The late comedian George Carlin once observed (in a televised special more than twenty years ago) the following about people complaining about politicians:
"This is the best we can do, folks. This is the best we can offer. This is what our
system produces: garbage in, garbage out.
"Because if it's really just the fault of these politicians, then where are all the other
bright people of conscience? Where are all the bright, honest, intelligent
Americans ready to step in and save the nation and lead the way? We don't have
any people like that in this country."
Is he right? Maybe. I tend to think that one loses sight of their conscience with the acquisition of more and more money and power. Are there some in politics who are, as I said, wealthy or financially well-off, who still have a conscience at the forefront of their minds? Yes. The problem is that there are far too few of them. Clearly, having only those who are financially better off than most of us in power is ruining this country. The words of the nineteenth century British historian Lord Acton come to mind here: "Absolute power corrupts absolutely."
There are more things about which I could write, but let us look at the question that naturally arises: So, what do we do about all this?
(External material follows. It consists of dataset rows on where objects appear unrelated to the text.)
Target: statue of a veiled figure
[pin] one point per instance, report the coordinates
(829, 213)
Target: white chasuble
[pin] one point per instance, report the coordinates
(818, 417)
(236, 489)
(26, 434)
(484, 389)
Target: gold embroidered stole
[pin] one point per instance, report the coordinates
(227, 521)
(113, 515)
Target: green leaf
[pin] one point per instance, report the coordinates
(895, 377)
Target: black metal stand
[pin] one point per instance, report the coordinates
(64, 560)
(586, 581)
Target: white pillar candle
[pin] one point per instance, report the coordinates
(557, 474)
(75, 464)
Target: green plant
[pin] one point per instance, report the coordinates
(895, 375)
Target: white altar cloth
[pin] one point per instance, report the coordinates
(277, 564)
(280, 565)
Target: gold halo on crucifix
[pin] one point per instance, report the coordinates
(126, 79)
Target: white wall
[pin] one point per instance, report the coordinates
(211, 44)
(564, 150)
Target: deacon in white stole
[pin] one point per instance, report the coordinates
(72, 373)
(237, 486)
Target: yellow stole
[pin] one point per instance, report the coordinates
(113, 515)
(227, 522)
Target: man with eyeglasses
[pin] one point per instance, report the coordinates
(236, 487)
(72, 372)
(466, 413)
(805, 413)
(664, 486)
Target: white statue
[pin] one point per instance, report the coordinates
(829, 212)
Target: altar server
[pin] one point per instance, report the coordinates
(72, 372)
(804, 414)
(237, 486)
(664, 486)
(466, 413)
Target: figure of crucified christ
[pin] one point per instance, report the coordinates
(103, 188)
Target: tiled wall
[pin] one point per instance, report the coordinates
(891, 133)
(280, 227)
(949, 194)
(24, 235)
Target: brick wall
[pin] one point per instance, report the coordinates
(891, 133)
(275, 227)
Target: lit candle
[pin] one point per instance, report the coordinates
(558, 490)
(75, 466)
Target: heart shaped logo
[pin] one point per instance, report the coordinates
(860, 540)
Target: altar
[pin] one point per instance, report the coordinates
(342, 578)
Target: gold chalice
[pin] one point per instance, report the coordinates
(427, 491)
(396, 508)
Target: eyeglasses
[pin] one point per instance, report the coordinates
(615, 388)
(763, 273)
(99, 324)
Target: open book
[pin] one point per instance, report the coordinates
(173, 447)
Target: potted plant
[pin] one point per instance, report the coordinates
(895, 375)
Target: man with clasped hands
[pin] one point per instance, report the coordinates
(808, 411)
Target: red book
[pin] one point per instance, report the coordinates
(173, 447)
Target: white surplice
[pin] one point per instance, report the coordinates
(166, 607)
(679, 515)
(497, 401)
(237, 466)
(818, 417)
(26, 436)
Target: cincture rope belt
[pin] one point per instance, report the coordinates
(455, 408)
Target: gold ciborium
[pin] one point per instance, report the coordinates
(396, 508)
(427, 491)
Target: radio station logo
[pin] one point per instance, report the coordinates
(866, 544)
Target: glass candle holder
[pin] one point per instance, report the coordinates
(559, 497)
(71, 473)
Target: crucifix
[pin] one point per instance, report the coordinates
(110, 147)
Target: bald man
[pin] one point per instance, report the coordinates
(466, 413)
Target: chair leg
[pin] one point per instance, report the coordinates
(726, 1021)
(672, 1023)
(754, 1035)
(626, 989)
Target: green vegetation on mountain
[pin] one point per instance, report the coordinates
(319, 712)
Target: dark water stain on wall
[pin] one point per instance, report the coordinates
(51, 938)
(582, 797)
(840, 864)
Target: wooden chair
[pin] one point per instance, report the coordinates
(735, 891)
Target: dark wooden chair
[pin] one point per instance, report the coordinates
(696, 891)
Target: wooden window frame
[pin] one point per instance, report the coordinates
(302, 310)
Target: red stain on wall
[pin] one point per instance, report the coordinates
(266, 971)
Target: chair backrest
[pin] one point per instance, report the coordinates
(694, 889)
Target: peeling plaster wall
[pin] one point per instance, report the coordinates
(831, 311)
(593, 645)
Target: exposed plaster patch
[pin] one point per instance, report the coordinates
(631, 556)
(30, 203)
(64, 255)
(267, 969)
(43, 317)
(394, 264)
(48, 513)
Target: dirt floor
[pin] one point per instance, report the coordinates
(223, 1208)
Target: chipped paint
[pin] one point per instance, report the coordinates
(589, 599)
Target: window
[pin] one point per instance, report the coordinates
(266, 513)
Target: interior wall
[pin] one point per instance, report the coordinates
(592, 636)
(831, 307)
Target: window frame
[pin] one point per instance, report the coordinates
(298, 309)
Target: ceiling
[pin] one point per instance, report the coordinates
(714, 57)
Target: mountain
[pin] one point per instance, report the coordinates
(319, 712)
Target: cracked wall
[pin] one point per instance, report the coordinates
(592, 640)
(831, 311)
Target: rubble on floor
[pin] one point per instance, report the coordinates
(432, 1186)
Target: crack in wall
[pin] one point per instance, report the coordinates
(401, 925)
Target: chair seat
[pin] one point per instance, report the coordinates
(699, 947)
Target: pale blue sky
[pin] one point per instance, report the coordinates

The answer: stop doing this stuff. Too simplistic? Maybe it's too simplistic of an answer, but it is that simple ... IF you want it bad enough. (That's the key.) You stop this stuff by stopping this stuff. Period. If you do not stop, then it continues. Still sounds too simplistic? Maybe the societal "norm" of everything must be complicated, over-complicated, or just a total mess has an influence on you, too. Ask yourself: If something is helpful, positive, curative, preventative, or maybe even empowering, would you stop it or continue it? Then ask yourself if your answer is the same when talking about something being hurtful, negative, harmful, or discouraging. Then apply those questions and your answers to the larger scale of an entire country.
I am only six years past a half-century of being alive. That's a fraction of a fraction in terms of this country's history, a blip in terms of the history of all of humanity, and an even smaller blip in terms of the history of this planet, let alone the entire universe. And yet, it's clear to me that things are not like they used to be ... and that is a damn shame.